Pemangkasan Pohon Pelindung di Padang.jpeg

KBRN, Padang: Dinas Lingkungan Hidup (DLH) Kota Padang gagal mendapat tambahan mobil crane tahun ini. Padahal sarana itu sangat dibutuhkan untuk menambah kekurangan armada perawatan pohon di Kota Padang.

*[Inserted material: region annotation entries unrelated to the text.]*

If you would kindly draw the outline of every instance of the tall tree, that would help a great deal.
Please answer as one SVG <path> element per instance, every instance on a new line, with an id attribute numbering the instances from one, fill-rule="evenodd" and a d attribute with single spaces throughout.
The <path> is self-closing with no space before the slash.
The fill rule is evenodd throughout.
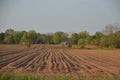
<path id="1" fill-rule="evenodd" d="M 27 32 L 22 36 L 21 42 L 24 43 L 27 47 L 31 46 L 31 39 Z"/>
<path id="2" fill-rule="evenodd" d="M 77 33 L 73 33 L 70 39 L 72 44 L 77 44 L 79 40 L 79 35 Z"/>

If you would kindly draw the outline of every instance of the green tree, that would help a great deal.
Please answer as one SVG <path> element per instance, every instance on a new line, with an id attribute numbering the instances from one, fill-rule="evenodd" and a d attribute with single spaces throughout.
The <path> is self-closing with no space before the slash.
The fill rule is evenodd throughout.
<path id="1" fill-rule="evenodd" d="M 85 39 L 79 39 L 78 45 L 81 46 L 81 48 L 85 48 L 86 40 Z"/>
<path id="2" fill-rule="evenodd" d="M 55 44 L 59 44 L 67 39 L 68 39 L 68 35 L 64 32 L 56 32 L 53 35 L 53 41 Z"/>
<path id="3" fill-rule="evenodd" d="M 27 47 L 31 46 L 31 39 L 27 32 L 22 36 L 21 42 L 24 43 Z"/>
<path id="4" fill-rule="evenodd" d="M 79 40 L 79 35 L 77 33 L 73 33 L 70 39 L 71 39 L 71 43 L 76 45 Z"/>
<path id="5" fill-rule="evenodd" d="M 7 44 L 13 44 L 14 43 L 14 39 L 13 39 L 13 35 L 7 35 L 4 39 L 4 42 Z"/>
<path id="6" fill-rule="evenodd" d="M 3 43 L 4 37 L 5 37 L 4 33 L 0 33 L 0 44 Z"/>
<path id="7" fill-rule="evenodd" d="M 13 39 L 14 39 L 14 43 L 15 43 L 15 44 L 20 43 L 20 40 L 21 40 L 21 38 L 22 38 L 22 33 L 21 33 L 21 32 L 15 31 L 15 32 L 12 33 L 12 36 L 13 36 Z"/>
<path id="8" fill-rule="evenodd" d="M 29 38 L 31 39 L 32 43 L 35 43 L 36 39 L 37 39 L 37 33 L 34 30 L 30 30 L 28 32 Z"/>

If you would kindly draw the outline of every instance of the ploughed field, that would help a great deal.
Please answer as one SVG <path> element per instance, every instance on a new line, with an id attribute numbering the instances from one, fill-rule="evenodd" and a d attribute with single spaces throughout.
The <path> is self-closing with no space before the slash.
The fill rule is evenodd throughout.
<path id="1" fill-rule="evenodd" d="M 73 50 L 53 45 L 0 47 L 0 73 L 120 76 L 120 50 Z"/>

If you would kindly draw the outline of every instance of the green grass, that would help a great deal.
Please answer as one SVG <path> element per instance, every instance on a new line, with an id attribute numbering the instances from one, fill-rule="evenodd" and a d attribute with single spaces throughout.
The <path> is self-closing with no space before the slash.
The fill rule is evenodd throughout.
<path id="1" fill-rule="evenodd" d="M 0 80 L 120 80 L 120 77 L 70 77 L 70 76 L 35 76 L 18 74 L 0 74 Z"/>

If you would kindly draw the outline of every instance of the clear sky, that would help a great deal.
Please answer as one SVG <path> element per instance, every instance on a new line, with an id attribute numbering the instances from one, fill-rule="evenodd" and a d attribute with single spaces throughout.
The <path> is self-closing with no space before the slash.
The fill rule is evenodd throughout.
<path id="1" fill-rule="evenodd" d="M 88 31 L 120 24 L 120 0 L 0 0 L 0 32 Z"/>

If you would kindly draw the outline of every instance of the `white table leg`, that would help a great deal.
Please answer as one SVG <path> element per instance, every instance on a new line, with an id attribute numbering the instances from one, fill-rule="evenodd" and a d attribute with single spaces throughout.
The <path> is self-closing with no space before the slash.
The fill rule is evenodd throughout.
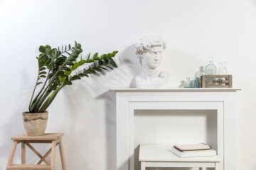
<path id="1" fill-rule="evenodd" d="M 146 170 L 146 162 L 141 162 L 141 170 Z"/>
<path id="2" fill-rule="evenodd" d="M 220 170 L 220 162 L 215 162 L 215 170 Z"/>

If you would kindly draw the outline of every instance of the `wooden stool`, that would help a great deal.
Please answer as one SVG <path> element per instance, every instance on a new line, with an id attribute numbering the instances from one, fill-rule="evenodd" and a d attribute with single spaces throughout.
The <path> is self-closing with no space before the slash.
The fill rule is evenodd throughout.
<path id="1" fill-rule="evenodd" d="M 181 158 L 171 152 L 171 144 L 140 144 L 139 161 L 141 162 L 141 170 L 146 167 L 207 167 L 223 170 L 220 158 L 218 156 Z"/>
<path id="2" fill-rule="evenodd" d="M 63 133 L 46 133 L 41 136 L 28 136 L 26 134 L 21 134 L 11 138 L 14 140 L 11 154 L 7 164 L 6 170 L 9 169 L 43 169 L 55 170 L 56 146 L 60 147 L 60 154 L 63 170 L 66 170 L 63 142 L 61 137 Z M 15 151 L 18 143 L 21 143 L 21 164 L 13 164 Z M 51 143 L 51 148 L 42 156 L 37 152 L 30 143 Z M 37 164 L 26 164 L 26 145 L 27 145 L 41 159 Z M 46 160 L 46 158 L 51 152 L 50 164 Z M 41 164 L 42 162 L 46 164 Z"/>

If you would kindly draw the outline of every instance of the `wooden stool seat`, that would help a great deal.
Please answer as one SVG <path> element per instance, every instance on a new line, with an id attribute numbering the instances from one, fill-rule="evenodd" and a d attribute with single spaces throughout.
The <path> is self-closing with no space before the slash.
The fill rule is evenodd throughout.
<path id="1" fill-rule="evenodd" d="M 6 170 L 11 169 L 43 169 L 55 170 L 55 159 L 56 146 L 58 144 L 60 148 L 60 160 L 63 170 L 66 170 L 65 162 L 61 137 L 63 133 L 46 133 L 41 136 L 28 136 L 26 134 L 21 134 L 11 138 L 14 140 L 11 154 L 7 164 Z M 17 144 L 21 143 L 21 164 L 13 164 L 14 154 Z M 51 143 L 51 148 L 42 156 L 31 143 Z M 26 164 L 26 146 L 28 147 L 41 159 L 37 164 Z M 51 153 L 50 164 L 46 160 L 46 158 Z M 44 162 L 46 164 L 41 164 Z"/>

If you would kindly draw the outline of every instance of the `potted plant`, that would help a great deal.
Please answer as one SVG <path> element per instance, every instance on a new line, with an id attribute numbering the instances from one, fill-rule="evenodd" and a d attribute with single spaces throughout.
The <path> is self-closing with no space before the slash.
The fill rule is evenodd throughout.
<path id="1" fill-rule="evenodd" d="M 41 45 L 39 51 L 41 54 L 36 57 L 38 63 L 38 77 L 29 103 L 29 111 L 22 114 L 23 125 L 28 135 L 44 134 L 48 113 L 46 109 L 64 86 L 72 85 L 73 81 L 80 79 L 82 76 L 89 77 L 90 74 L 117 67 L 112 59 L 117 51 L 101 56 L 98 56 L 97 52 L 92 57 L 89 54 L 84 60 L 82 57 L 78 57 L 82 50 L 81 45 L 76 42 L 74 47 L 69 45 L 62 46 L 61 49 L 59 47 L 52 49 L 48 45 Z M 82 72 L 74 73 L 76 69 L 89 63 L 89 67 L 84 68 Z"/>

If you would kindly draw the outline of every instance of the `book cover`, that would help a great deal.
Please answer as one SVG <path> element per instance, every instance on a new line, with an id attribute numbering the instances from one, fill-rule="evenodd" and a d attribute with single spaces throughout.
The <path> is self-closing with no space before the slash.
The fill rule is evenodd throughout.
<path id="1" fill-rule="evenodd" d="M 174 145 L 174 147 L 176 149 L 182 152 L 211 149 L 211 147 L 210 145 L 204 143 L 192 144 L 176 144 Z"/>
<path id="2" fill-rule="evenodd" d="M 206 149 L 196 152 L 181 152 L 174 147 L 172 152 L 176 155 L 184 158 L 184 157 L 210 157 L 216 156 L 216 151 L 213 149 Z"/>

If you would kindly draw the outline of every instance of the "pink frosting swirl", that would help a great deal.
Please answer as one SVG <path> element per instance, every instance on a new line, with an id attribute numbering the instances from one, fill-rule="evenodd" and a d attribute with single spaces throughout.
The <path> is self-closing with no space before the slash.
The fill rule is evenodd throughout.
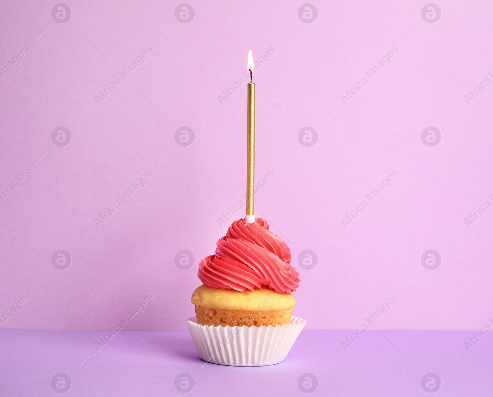
<path id="1" fill-rule="evenodd" d="M 291 266 L 289 248 L 269 230 L 261 218 L 255 223 L 235 221 L 226 235 L 217 240 L 215 255 L 199 265 L 199 278 L 212 288 L 245 292 L 267 286 L 277 292 L 298 288 L 299 273 Z"/>

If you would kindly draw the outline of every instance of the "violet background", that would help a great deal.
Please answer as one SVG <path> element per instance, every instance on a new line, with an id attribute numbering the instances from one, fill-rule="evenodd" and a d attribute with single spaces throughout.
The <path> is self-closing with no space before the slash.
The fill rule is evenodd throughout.
<path id="1" fill-rule="evenodd" d="M 126 329 L 185 329 L 198 263 L 245 191 L 246 85 L 222 104 L 218 96 L 242 76 L 249 48 L 257 60 L 272 47 L 254 76 L 256 180 L 275 176 L 255 212 L 291 248 L 305 329 L 358 328 L 394 293 L 372 329 L 483 328 L 493 315 L 493 208 L 469 228 L 464 219 L 493 203 L 493 86 L 469 104 L 464 96 L 493 73 L 493 7 L 440 1 L 428 24 L 425 3 L 320 2 L 305 24 L 301 2 L 198 1 L 182 24 L 177 2 L 73 1 L 57 24 L 55 2 L 4 3 L 0 66 L 29 51 L 0 81 L 0 190 L 29 175 L 0 203 L 0 311 L 30 298 L 2 327 L 108 330 L 150 293 Z M 147 47 L 145 63 L 98 104 Z M 188 147 L 175 139 L 183 126 L 195 133 Z M 430 126 L 442 135 L 434 147 L 421 139 Z M 65 147 L 52 141 L 59 126 L 72 134 Z M 305 126 L 318 133 L 311 147 L 298 141 Z M 146 170 L 145 187 L 98 228 Z M 391 187 L 344 227 L 392 170 Z M 60 249 L 72 258 L 63 271 L 51 263 Z M 183 249 L 195 256 L 189 270 L 175 263 Z M 298 263 L 307 249 L 318 258 L 309 270 Z M 442 258 L 433 270 L 421 263 L 429 249 Z"/>

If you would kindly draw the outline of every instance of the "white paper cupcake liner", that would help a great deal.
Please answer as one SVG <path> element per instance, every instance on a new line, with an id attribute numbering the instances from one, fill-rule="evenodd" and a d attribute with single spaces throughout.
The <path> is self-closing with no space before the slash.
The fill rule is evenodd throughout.
<path id="1" fill-rule="evenodd" d="M 282 361 L 306 324 L 294 316 L 289 324 L 268 327 L 200 325 L 196 317 L 185 320 L 199 357 L 223 365 L 272 365 Z"/>

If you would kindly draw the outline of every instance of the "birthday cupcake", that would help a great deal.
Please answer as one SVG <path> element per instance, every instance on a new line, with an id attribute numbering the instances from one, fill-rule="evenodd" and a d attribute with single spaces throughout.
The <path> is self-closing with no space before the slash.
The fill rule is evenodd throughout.
<path id="1" fill-rule="evenodd" d="M 186 321 L 199 356 L 225 365 L 265 365 L 285 358 L 306 324 L 293 317 L 299 274 L 285 243 L 257 218 L 236 221 L 200 263 L 204 283 Z"/>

Kepala DLH Kota Padang, Mairizon pada RRI Padang, Rabu (26/1/2022) mengatakan, pada anggaran tahun 2022, DLH mengusulkan penambahan mobil crane 1 unit. Akan tetapi usulan itu dicoret karena anggaran daerah saat ini yang memang sedang sulit.

“Kami mengusulkan 1 mobil crane tapi tidak bisa karena anggaran terbatas, malah ada pemotongan anggaran Rp 6 miliar. Kami harus menerima kondisi ini, yang penting biaya operasional tidak dikurangi,” ucapnya.

Mairizon mengungkapkan, saat ini DLH Padang memiliki 3 unit mobil crane yang setiap hari digunakan untuk operasional perawatan dan pemeliharaan 11 ribu lebih pohon di Kota Padang.

“Bandingkan 3 mobil untuk merawat 11 ribu lebih pohon, tentu akan lama,” tuturnya.

Dengan keterbatasan sarana itu, Mairizon menjelaskan, seringkali warga mengeluhkan permintaan pemangkasan pohon yang sering terlambat. Hal itu terjadi karena DLH terpaksa mengatur perawatan pohon sesuai dengan prioritas dan jadwal yang telah ditentukan.

“Kalau ada surat permintaan masuk, kita lihat dulu kondisi pohonnya memang urgen tidak untuk dipangkas. Kalau tidak ya terpaksa masuk antrean,” ungkapnya.

Mairizon berharap, masyarakat memahami keterbatasan sarana yang dihadapi DLH dalam perawatan pohon-pohon pelindung.